At the China International Import Expo last week, Illinois soybean farmer Scott Gaffner said he came to Shanghai to save his China business.
“We want to make sure that our soybeans are getting exported to China because it’s a very important market to us,” Gaffner, who is a member of the U.S. Soybean Export Council, told CNBC.
He said the Gaffner Family Farm typically sells 40% of its annual soybean exports to China, but as he arrived in Shanghai, that number this year was zero.
As part of the trade arrangement discussed between Trump and Xi in the South Korean port city of Busan at the end of October, China lifted retaliatory tariffs on some agricultural products. But it has maintained a 13% tariff on U.S. soybeans.
The White House said China will buy 12 million metric tons of soybeans by the end of this year and 25 million for each of the next three years.
That’s still down from the nearly 27 million metric tons China bought in 2024. The country has yet to confirm the Trump administration’s numbers.
“We’d like to have just kind of a continuation of smooth sailing,” said Jim Sutter, CEO of the U.S. Soybean Export Council, at his group’s booth at the expo. “Do I think that’s realistic? I don’t know. These are two big, powerful countries, a lot of issues.”
Eric Zheng, president of the American Chamber of Commerce (AmCham) in Shanghai, told CNBC last week that the U.S. and China have stabilized the relationship for now, but “structural differences remain.”
Uncertainty is typical of the relationship between the two economic powers, but the negotiation around soybean purchases this time around has a new playing field, as China has been diversifying away from U.S. supply.
Even before the trade war, the Chinese were buying more from other countries like Brazil and Argentina, and as tensions built, Beijing specifically stopped purchasing U.S. soybeans to pressure Trump.

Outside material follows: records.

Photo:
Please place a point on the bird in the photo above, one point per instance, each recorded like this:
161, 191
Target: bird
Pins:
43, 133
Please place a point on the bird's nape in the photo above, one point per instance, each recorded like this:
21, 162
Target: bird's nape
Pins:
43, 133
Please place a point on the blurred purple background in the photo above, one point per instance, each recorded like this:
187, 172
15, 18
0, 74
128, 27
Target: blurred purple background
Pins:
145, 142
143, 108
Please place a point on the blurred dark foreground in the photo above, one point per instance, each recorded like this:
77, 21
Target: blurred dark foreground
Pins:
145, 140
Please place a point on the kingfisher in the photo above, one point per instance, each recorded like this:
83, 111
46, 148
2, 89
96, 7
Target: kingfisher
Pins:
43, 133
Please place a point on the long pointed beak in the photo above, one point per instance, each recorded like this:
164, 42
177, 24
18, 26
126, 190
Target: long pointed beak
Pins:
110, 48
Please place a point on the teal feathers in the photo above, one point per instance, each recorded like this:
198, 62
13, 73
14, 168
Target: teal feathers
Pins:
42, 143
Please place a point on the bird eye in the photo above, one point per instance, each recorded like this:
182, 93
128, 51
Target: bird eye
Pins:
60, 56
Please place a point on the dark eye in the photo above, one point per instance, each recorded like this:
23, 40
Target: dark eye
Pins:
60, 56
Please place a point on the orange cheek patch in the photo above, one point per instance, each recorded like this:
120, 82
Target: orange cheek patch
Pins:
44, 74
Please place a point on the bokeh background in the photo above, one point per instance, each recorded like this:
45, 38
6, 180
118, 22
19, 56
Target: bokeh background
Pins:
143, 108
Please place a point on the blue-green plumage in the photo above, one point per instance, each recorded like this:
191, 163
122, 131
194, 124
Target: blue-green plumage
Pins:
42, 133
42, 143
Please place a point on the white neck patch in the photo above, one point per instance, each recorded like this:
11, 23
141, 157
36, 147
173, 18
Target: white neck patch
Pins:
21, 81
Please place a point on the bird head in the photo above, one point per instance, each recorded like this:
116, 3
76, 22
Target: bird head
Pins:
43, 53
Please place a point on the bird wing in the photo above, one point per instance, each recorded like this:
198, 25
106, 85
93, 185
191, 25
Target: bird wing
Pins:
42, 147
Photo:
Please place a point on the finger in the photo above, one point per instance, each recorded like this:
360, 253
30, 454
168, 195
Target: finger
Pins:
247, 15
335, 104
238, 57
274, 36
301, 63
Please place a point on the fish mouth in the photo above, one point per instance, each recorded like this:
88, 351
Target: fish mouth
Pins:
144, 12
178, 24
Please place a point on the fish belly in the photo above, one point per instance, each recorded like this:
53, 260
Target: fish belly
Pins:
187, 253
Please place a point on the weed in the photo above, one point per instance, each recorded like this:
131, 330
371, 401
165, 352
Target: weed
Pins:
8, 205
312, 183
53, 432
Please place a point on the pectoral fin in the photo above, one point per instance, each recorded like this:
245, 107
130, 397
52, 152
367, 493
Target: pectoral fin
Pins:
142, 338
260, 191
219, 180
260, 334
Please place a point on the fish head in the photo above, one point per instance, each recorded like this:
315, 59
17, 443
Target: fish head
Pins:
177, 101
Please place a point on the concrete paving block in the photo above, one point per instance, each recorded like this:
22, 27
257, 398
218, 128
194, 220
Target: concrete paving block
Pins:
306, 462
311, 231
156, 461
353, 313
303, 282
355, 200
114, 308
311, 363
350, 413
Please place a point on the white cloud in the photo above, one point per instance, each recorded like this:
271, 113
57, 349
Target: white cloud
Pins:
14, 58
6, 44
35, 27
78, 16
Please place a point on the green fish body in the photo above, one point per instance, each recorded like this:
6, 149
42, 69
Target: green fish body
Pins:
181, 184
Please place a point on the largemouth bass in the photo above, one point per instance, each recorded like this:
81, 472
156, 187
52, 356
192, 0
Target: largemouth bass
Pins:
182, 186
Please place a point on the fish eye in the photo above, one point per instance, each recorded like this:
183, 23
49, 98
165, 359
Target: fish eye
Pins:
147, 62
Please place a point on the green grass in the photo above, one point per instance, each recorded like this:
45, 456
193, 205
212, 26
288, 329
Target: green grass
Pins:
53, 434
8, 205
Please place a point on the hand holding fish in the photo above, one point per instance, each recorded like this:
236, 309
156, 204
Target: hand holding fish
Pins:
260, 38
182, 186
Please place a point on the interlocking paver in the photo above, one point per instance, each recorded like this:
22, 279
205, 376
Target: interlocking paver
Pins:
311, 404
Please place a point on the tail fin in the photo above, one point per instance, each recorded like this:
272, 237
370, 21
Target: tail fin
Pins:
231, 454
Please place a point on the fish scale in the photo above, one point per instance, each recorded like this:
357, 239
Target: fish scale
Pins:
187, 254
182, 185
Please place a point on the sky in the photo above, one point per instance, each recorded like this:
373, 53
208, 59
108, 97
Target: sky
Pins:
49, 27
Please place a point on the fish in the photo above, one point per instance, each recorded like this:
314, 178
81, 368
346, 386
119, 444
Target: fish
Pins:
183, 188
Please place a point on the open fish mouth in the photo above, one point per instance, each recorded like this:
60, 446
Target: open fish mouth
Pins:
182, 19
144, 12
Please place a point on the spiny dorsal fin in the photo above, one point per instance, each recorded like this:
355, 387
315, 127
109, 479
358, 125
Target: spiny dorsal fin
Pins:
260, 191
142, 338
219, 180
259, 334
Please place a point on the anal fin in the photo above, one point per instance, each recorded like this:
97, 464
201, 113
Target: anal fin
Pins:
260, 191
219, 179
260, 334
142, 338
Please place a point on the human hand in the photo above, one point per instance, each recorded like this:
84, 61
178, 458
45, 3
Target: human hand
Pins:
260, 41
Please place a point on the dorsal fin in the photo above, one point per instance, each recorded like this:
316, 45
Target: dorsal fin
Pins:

The move caused major financial problems for American farmers like Gaffner.
“Normally, whenever we are combining the soybeans, we’re going take them right to the river, down the river to Louisiana and then ship out to China,” Gaffner said. “But with China not buying any soybeans, we’re taking them right to our bins, and we’re storing them in our bins.”
Gaffner is still optimistic.
Towards the end of his trip, he got a call that his farm had sold one shipment of soybeans.
“We like no trade war, because hopefully that levels the playing field,” he said. “We just want to do business.”